O vice-presidente do Sindase, Edilson Luiz, reclamou das péssimas condições de trabalho dos agentes e dos riscos a que estão expostos. Segundo o sindicalista, vários deles já sofreram ameaça de morte por parte dos menores custodiados. Outros agentes teriam sido feridos por adolescentes infratores em tentativas de fuga. Ele defendeu o porte de arma para o agente se defender em situações limite, como na tentativa de resgate de menores que integram facções criminosas. "Sem uma arma, como o agente socioeducativo vai se defender em situações como essas?", questionou.
Também reclamando das precárias condições de trabalho da categoria, Denilson Coelho, do Sindsisemg, disse que foi obrigado a comprar uma algema para se proteger porque o Governo não forneceu esse equipamento fundamental para exercer a atividade. Ele denunciou que há "ratos do tamanho de cachorros passeando na unidade do Bairro Dom Bosco em Belo Horizonte", devido à sujeira no local. Criticou também a falta de apoio das polícias que não fornecem efetivo para escoltas externas. "O Estado está falhando na sua tarefa de ressocializar os menores porque não oferece condições de trabalho aos agentes", afirmou.

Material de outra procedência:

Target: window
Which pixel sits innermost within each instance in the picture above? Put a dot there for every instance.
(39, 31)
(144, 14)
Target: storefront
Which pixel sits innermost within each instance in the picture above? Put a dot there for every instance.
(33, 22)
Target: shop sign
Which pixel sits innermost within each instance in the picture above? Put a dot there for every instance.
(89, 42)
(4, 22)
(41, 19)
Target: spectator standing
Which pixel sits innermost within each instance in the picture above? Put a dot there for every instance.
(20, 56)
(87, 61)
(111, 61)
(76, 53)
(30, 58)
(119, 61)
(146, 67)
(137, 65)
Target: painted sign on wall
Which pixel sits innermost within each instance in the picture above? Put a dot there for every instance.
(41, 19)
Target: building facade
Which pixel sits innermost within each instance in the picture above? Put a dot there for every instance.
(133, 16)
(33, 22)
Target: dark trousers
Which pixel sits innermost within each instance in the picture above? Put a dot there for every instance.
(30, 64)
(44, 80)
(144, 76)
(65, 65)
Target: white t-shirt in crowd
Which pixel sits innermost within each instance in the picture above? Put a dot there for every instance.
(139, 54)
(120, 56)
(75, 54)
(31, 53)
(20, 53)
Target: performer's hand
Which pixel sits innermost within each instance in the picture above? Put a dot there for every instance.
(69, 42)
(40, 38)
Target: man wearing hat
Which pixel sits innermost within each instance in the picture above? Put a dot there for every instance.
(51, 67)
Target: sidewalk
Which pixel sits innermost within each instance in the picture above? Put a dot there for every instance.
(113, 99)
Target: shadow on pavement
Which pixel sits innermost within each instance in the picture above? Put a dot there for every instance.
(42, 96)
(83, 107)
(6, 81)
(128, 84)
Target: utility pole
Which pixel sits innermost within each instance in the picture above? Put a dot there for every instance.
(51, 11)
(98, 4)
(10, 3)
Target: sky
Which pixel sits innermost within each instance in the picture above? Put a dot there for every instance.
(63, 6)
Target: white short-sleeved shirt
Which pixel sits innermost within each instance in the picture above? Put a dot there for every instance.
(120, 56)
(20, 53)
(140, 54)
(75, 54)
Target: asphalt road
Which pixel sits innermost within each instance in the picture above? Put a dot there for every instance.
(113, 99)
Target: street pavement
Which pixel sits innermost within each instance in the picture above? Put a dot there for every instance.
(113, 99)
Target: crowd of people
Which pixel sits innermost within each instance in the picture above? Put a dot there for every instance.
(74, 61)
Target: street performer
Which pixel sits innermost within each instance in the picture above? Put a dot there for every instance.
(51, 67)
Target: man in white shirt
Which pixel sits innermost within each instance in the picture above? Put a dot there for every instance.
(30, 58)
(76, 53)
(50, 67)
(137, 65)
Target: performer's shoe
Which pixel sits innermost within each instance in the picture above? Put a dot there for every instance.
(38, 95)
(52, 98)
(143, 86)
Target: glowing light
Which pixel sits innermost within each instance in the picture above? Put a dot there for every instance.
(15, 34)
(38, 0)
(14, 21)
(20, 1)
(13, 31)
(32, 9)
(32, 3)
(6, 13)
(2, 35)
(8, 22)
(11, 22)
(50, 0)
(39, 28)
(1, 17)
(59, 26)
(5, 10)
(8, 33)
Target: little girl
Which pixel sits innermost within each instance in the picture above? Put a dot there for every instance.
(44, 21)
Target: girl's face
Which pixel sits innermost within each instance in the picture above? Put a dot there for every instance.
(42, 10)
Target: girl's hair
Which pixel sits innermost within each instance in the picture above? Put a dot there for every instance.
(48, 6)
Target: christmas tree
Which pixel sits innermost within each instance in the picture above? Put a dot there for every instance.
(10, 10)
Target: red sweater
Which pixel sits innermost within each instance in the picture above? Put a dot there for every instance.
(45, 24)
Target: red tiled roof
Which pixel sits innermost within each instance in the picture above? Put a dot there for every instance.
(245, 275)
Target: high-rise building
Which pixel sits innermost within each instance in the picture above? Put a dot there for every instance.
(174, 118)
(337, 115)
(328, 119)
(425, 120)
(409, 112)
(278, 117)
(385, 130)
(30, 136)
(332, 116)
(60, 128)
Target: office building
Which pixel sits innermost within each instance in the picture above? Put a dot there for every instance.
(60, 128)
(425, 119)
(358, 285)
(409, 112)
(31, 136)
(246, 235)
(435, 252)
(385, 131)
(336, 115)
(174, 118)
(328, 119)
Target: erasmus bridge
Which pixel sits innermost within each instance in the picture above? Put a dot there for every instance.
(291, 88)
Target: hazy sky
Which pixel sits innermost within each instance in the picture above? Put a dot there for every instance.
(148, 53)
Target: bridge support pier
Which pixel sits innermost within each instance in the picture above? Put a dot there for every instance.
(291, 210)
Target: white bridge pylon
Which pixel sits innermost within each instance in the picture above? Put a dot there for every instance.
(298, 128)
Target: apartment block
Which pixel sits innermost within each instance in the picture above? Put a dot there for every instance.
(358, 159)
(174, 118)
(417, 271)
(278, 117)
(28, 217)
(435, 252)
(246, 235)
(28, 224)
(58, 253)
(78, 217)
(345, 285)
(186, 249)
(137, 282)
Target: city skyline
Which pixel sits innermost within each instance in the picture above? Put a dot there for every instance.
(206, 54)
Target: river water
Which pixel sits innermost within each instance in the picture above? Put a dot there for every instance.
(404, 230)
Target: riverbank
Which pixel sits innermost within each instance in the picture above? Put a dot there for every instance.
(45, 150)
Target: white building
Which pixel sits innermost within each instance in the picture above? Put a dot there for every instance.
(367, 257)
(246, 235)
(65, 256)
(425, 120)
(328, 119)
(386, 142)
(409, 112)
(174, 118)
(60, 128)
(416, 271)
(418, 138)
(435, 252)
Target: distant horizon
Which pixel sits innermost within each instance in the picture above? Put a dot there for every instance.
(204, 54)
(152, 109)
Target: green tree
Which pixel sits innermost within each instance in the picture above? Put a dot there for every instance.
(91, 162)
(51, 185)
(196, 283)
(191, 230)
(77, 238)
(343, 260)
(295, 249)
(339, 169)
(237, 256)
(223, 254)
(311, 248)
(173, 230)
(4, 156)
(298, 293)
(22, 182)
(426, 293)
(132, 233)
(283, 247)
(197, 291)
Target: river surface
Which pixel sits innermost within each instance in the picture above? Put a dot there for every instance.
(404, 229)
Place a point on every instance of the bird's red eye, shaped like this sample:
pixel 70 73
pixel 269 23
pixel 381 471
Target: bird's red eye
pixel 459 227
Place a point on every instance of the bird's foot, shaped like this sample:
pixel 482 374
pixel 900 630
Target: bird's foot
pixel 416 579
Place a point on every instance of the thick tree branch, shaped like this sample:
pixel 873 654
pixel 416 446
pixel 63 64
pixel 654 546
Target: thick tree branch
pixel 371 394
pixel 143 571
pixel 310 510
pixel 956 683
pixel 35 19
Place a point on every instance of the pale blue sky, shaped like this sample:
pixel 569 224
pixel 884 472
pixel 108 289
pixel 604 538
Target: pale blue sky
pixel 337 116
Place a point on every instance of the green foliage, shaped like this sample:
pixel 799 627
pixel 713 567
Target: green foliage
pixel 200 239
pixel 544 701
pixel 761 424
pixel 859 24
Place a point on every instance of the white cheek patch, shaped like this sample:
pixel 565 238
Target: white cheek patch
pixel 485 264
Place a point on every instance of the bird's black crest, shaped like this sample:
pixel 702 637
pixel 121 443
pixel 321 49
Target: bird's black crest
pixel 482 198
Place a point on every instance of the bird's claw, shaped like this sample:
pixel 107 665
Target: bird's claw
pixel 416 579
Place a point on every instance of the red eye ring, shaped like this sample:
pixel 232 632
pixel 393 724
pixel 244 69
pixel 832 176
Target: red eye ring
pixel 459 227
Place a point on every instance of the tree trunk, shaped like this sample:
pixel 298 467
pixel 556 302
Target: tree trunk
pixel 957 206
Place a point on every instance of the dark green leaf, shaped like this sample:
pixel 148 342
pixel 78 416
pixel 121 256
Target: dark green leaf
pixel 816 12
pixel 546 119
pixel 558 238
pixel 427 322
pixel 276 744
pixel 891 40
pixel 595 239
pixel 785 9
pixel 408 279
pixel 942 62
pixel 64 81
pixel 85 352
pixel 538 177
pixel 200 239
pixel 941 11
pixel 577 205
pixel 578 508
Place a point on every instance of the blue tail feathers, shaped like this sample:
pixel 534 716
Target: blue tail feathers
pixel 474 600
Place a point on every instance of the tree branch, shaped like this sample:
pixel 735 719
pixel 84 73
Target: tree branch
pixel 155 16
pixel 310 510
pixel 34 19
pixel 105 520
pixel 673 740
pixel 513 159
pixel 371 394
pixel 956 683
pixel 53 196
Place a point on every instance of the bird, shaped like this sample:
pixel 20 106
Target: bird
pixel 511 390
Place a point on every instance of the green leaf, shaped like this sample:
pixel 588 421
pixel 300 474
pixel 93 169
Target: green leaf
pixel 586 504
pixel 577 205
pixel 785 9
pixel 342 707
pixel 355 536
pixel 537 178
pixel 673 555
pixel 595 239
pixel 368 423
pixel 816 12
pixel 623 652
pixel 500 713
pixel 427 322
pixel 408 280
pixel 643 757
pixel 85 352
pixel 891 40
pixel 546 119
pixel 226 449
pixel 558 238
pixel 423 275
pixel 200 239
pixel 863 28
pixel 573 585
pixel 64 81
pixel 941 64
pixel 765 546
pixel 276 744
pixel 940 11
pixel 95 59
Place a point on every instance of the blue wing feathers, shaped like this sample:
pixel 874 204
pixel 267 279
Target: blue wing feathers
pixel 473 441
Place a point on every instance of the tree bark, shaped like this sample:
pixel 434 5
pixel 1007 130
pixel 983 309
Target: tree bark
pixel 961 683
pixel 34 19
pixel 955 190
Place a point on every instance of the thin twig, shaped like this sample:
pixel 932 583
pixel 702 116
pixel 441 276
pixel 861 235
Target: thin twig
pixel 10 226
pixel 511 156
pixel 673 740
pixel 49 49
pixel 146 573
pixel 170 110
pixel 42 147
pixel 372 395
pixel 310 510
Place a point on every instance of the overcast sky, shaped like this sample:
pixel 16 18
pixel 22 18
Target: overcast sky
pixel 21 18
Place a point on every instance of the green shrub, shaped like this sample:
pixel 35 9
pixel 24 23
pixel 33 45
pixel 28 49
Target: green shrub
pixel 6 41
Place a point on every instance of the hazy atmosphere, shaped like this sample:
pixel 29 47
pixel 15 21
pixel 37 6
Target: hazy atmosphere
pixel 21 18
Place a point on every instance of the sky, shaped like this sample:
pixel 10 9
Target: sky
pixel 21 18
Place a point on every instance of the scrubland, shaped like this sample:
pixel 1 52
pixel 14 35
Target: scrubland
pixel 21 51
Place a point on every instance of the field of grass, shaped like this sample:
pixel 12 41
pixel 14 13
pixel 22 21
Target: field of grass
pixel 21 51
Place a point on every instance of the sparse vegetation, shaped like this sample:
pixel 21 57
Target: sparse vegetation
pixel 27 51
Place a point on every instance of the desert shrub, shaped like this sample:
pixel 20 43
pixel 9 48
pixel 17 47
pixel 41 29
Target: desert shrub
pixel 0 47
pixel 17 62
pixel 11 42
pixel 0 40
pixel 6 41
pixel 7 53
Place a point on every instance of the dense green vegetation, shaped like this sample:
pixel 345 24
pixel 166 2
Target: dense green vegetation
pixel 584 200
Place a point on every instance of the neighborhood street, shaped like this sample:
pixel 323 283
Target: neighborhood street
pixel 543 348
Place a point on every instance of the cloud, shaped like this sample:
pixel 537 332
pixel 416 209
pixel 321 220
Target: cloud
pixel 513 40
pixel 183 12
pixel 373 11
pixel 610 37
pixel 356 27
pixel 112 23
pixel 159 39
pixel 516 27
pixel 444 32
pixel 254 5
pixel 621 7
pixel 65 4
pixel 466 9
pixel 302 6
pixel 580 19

Porte de armas é controverso
Ao comentar as falas dos sindicalistas, Sargento Rodrigues ressalvou que o porte de arma, na avaliação dele, só é necessário nas escoltas, "dentro da unidade, não". Em relação às outras solicitações, disse que conta com seu total apoio. Ele defendeu ainda a unificação da luta dos agentes socioeducativos com os outros agentes de segurança do Estado. Sobre o assédio moral denunciado por Marcelo Assis, Rodrigues informou que vai fazer contato com o secretário de Defesa Social para que não permita qualquer tipo de retaliação aos agentes.
O deputado Adelmo Carneiro Leão (PT) discordou da liberação de arma para os agentes socioeducativos. Dirigindo-se diretamente a eles, Adelmo disse "eu não votaria favoravelmente a armá-los", ressalvando que as demais reivindicações teriam seu apoio. O deputado condenou com veemência o suposto assédio moral a integrantes da categoria, qualificando-o como inconcebível. E disse, ao final que a situação caótica trazida pelos sindicalistas tornava necessária a convocação do Governo para prestar esclarecimentos.
O deputado Carlin Moura (PCdoB) afirmou que o momento atual é o mais adequado para encaminhar as reivindicações ao Governo do Estado, pois este teria reconhecido que tem uma grande dívida com os servidores públicos.
De acordo com o parlamentar, o Estado refez suas contas e viu que há uma folga no orçamento para gastos com folha de pagamento. No cálculo anterior, eram gastos cerca de 47% com a folha, ultrapassando o limite estabelecido na Lei de Responsabilidade Fiscal; e pela nova contagem, esse gasto atinge apenas 37%.
Apesar de reconhecer a necessidade de melhorias no atendimento ao menor infrator, o deputado Cássio Soares (PRTB) defendeu o governo, afirmando que, se hoje há poucas ações nessa área, antes de 2003, não havia nada. Uma das medidas destacadas foi a criação de centro socioeducativos nas cidades-polo. Ele citou também os investimentos crescentes na segurança pública, que em 2003 eram de R$ 17 milhões e em 2009 atingiram R$ 550 milhões. Na avaliação de Cássio, o governo certamente vai ouvir as reivindicações e tentar viabilizá-las.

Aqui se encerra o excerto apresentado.